May's favorite taco stand wasn't open, so we stopped a bit earlier than planned (great, because I was starving) in the town of Cocula, "Cuna Mundial del Mariachi," which literally means "World Cradle of the Mariachi."
I saw another statue, of a mother and two children, in front of the health center. Probably inspired by the Black Lives Matter movement, this little baby is holding up his fist, as if to say, "Babies' Lives Matter."
Luckily, when we arrived and ordered, the place was not this busy. I asked what their vegetarian options were. All of the employees looked puzzled. Finally one guy said they could make me a quesadilla (which they deep fry -- yuck).
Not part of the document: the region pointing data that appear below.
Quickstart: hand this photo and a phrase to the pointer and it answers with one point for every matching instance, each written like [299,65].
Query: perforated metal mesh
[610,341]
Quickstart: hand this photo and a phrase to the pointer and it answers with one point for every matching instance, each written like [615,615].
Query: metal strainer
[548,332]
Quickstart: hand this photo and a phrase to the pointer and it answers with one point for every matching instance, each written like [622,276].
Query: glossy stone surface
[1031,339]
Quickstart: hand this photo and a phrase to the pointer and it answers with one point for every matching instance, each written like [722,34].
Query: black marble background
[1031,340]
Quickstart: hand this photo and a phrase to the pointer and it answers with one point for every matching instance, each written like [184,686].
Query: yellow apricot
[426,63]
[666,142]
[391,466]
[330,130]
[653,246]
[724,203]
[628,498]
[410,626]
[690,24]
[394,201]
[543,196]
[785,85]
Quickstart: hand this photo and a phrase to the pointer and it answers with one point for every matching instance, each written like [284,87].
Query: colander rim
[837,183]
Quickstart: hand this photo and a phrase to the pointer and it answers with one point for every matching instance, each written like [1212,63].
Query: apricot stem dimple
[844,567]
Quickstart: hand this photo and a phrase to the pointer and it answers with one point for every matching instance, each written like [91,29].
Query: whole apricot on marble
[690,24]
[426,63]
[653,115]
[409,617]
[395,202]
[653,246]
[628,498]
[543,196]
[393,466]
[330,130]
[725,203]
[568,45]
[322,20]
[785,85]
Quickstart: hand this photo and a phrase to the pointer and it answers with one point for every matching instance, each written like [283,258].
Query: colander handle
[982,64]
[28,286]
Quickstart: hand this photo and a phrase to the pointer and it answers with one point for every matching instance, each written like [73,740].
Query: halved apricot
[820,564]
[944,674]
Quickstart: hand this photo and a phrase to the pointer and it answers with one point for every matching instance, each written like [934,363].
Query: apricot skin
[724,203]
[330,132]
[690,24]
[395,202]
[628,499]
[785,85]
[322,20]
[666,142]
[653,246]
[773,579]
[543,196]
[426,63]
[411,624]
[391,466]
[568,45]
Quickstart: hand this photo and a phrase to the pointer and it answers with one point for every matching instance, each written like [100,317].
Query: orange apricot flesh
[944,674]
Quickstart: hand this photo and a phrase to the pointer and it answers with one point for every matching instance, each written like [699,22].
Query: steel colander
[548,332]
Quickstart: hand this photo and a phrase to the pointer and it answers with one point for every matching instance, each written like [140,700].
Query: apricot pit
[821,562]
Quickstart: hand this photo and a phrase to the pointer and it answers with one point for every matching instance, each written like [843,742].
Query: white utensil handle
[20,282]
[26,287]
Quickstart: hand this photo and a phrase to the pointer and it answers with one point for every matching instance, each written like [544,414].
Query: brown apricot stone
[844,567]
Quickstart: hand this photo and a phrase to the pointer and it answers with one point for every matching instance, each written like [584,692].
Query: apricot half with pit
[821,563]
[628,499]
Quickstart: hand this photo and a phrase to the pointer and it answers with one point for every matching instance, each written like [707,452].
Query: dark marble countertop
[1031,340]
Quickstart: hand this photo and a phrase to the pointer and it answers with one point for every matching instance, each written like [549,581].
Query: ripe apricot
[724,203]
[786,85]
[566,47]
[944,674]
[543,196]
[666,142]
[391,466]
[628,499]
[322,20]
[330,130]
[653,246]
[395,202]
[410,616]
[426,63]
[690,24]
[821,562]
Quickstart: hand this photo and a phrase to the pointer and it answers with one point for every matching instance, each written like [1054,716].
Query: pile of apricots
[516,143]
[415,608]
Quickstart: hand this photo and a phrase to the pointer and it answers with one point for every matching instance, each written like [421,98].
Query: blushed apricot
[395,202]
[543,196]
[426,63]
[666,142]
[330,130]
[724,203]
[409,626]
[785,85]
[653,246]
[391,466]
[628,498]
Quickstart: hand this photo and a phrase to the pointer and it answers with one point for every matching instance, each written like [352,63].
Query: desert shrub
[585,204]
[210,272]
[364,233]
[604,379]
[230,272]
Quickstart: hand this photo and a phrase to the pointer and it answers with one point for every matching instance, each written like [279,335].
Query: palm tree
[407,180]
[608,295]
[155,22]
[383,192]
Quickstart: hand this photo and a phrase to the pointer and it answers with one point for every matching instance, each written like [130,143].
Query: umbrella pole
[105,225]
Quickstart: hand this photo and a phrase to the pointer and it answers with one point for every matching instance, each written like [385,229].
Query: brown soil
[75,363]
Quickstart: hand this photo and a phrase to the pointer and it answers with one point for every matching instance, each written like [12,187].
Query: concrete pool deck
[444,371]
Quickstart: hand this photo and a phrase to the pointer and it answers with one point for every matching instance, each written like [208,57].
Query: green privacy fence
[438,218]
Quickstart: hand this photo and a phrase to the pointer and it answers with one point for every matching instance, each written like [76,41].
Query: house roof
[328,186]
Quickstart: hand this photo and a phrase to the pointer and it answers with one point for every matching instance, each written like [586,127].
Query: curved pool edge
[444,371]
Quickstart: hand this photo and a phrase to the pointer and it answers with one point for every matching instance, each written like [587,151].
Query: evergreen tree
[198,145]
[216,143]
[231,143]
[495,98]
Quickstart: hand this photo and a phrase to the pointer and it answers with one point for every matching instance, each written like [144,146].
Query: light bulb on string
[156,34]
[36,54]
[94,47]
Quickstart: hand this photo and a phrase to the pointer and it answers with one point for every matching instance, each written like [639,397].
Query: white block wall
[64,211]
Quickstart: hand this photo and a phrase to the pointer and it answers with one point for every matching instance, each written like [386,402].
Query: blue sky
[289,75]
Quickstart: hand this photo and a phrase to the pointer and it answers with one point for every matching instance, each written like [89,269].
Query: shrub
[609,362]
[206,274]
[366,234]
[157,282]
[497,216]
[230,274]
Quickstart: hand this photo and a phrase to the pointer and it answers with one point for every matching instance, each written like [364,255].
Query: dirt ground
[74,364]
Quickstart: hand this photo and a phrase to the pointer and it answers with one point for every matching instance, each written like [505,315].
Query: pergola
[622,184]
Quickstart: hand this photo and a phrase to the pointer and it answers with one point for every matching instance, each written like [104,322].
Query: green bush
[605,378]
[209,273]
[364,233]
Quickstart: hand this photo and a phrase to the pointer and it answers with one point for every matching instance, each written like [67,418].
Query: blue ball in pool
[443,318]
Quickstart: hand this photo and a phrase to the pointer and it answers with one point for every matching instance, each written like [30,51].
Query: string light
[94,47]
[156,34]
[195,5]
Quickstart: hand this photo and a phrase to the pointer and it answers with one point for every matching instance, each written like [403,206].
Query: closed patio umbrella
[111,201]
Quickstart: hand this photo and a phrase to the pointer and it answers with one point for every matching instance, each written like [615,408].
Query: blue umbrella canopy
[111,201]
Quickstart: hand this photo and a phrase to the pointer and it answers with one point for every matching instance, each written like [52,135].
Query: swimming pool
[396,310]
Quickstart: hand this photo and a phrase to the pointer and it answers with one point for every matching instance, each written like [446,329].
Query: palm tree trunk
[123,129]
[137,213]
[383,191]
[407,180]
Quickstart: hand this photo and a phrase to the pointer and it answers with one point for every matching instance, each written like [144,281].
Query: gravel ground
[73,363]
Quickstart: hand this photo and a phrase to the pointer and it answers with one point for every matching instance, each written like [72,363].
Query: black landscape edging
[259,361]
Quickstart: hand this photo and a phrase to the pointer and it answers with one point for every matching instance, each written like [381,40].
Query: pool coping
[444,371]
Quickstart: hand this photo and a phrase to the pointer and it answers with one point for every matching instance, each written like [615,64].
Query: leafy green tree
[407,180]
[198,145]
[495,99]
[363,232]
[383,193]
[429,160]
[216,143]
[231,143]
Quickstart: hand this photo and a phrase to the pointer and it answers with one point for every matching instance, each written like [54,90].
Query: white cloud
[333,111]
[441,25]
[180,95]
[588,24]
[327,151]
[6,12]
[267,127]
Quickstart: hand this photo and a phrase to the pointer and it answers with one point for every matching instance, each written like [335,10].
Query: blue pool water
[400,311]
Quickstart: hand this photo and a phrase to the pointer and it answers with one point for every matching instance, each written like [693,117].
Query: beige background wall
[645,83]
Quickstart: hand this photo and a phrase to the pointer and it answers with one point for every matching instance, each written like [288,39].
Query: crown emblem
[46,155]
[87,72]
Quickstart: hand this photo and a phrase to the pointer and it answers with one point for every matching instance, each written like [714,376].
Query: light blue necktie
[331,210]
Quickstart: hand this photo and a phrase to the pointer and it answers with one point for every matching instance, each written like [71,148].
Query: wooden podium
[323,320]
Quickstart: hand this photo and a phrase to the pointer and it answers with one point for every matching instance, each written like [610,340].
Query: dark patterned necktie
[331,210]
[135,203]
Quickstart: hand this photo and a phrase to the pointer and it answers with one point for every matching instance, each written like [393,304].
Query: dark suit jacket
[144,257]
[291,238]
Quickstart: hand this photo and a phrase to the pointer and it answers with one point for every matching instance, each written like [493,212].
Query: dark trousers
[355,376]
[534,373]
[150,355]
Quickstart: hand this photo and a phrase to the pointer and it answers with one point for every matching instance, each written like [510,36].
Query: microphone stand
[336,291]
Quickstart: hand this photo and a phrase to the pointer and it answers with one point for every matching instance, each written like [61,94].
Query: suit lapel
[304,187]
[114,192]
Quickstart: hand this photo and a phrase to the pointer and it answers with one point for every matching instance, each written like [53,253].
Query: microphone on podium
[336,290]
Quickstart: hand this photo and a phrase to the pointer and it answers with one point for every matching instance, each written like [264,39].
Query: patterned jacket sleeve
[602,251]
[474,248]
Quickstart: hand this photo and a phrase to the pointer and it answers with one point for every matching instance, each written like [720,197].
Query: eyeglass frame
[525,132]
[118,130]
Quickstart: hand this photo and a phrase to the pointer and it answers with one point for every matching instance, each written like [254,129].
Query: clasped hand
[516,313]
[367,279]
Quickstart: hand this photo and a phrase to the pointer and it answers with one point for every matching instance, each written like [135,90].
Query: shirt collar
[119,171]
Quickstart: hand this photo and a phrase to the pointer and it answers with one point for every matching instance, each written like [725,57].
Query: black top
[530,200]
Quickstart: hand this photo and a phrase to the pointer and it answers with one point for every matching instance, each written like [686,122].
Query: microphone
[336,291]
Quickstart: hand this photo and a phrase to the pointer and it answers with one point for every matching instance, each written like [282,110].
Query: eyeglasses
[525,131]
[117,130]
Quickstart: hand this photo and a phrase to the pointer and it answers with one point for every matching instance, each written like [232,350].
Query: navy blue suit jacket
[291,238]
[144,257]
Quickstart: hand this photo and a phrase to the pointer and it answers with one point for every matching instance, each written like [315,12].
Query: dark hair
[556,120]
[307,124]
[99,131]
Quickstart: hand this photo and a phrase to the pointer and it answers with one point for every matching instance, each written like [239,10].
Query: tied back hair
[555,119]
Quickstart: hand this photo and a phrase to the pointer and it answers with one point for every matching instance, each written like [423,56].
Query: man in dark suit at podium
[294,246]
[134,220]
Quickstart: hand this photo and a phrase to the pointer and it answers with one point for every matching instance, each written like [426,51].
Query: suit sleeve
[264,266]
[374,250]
I spotted a picture of a torta on the wall and asked if they could make one without meat. The guy grilled the bread with mayonnaise and cheese, then I filled it up with toppings.
Not too bad for improvising. I stuffed the grilled cheese bread with nopales (cactus), frijoles (beans), cilantro, and salsa fresca.
Another first for me, a restroom with separate men's and women's stalls. Notice the men's stall on the far end, with a customer inside and the door ajar.
Even though it was only 8:30 p.m. (California time) when we arrived at 10:30, I curled up in the dorm bunk and fell right asleep...until Gabriel, Manny's brother, came in and turned on the light. It was midnight in El Limón, but we stayed awake a few hours catching up on everything. I love El Limón. I call it "Me Time" because I have no obligations other than achieving the same two goals as last time: get in shape, and work on my YouTube videos. In the morning I was woken up by my favorite roommate -- Baui.